All business, regardless of size and sector, should invest in training their workforce, as this will be a key driver for economic success and improved productivity, according to a new report from the British Chambers of Commerce (BCC).
The organisation has published further findings from its 2014 'Workforce Survey: Training and Skills' which reveal that 92 per cent of firms have identified a skills shortage among their employees in at least one key competency.
Results from the survey of almost 3,000 UK businesses have identified the most common areas that are being impacted, including leadership and management, planning and organisation, languages, computer literacy and creativity.
The majority of respondents (80 per cent) confirmed plans to invest in training their employees over the next year in order to address the skills gap. Furthermore, 78 per cent strongly agreed with the BCC that training has the potential to be a driver for growth and improved productivity, with this rising to 90 per cent for the biggest businesses polled.

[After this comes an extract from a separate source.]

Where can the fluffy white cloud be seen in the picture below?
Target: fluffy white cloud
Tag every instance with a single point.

In addition, almost two-fifths (39 per cent) of those surveyed intend to invest more than £500 per employee in external training programmes during the coming 12 months.
The survey also identified the most common barriers businesses are facing to training investment, with 50 per cent citing cost, 31 per cent mentioning freeing up staff to participate and 19 per cent describing the lack of suitable courses as an issue.

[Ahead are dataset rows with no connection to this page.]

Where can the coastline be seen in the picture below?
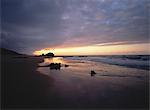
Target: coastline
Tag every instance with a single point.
(24, 87)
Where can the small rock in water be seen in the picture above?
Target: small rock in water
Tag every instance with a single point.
(55, 66)
(93, 73)
(66, 65)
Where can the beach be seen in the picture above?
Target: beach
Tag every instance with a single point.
(25, 84)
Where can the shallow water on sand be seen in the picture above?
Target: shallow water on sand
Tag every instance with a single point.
(111, 86)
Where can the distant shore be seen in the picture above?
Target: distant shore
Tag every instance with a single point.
(25, 87)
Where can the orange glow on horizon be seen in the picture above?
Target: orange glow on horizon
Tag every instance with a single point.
(98, 50)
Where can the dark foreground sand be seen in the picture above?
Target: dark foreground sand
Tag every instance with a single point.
(24, 87)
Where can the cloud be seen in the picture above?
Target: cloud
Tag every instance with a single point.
(28, 25)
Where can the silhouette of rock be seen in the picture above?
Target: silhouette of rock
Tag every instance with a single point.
(55, 66)
(49, 54)
(66, 65)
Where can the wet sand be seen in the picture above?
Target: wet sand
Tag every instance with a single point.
(25, 85)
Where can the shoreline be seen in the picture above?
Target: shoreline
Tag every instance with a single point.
(24, 87)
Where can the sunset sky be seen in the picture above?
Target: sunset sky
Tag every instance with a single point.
(75, 27)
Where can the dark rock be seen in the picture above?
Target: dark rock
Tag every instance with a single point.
(66, 65)
(55, 66)
(93, 73)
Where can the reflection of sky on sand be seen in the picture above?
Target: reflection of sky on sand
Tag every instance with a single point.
(75, 82)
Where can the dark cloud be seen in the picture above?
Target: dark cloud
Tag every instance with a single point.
(28, 25)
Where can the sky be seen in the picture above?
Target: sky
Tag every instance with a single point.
(75, 27)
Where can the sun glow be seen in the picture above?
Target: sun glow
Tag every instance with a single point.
(99, 50)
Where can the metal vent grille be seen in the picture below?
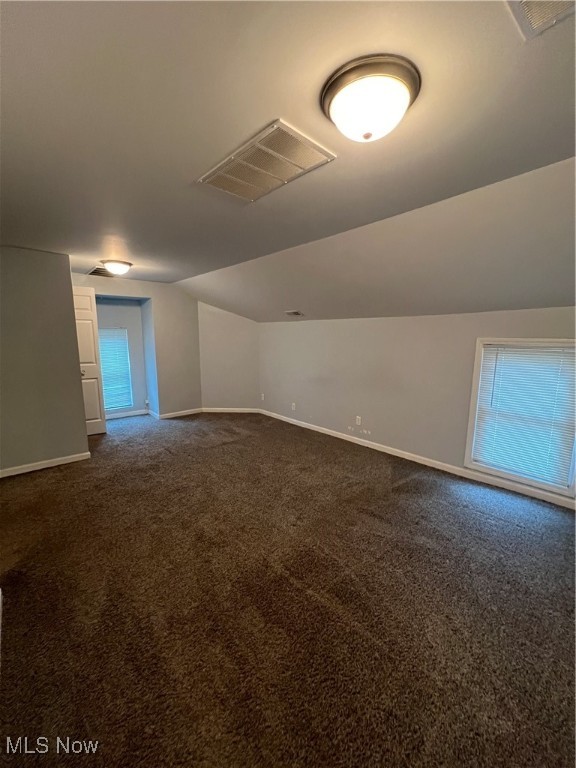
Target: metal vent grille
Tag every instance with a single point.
(275, 156)
(536, 16)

Over 70 per cent of those looking for guidance regarding the appropriate training courses have enlisted the help of private providers, while 38 per cent have turned to sector bodies and 35 per cent have contacted further education colleges to source and deliver programmes.

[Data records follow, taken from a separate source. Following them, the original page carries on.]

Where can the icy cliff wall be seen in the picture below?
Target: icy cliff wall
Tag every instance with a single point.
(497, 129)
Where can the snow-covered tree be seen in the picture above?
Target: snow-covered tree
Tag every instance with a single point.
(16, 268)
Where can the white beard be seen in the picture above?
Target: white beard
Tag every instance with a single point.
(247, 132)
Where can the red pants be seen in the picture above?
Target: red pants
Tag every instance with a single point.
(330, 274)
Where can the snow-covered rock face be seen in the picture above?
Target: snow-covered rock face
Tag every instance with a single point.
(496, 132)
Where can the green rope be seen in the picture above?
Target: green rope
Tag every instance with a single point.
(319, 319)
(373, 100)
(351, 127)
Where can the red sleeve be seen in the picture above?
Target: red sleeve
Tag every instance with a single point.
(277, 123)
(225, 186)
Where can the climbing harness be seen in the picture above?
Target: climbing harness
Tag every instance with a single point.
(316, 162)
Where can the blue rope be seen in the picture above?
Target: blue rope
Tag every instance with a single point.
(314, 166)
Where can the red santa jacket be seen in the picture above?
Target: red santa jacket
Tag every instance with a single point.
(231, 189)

Nora Senior, president of the BCC, said: "Businesses recognise that investing in training can drive higher productivity and increased profits. In addition to specialised training, however, our findings make it clear that investment in leadership and management skills are crucial to enhance strategic thinking, foster innovation and motivate a firm's employees.
"To ensure that even more businesses can invest in training, which in turn will drive higher wages, we need to improve dialogue between firms and the organisations that offer training – so that companies find training that is relevant, cost-effective and a good fit with staff working hours."
Online courses could provide businesses with the solution to the main barriers they are facing, as they are cheaper than traditional classroom-based programmes and provide unparalleled flexibility and accessibility, while also conveying the relevant information to employees.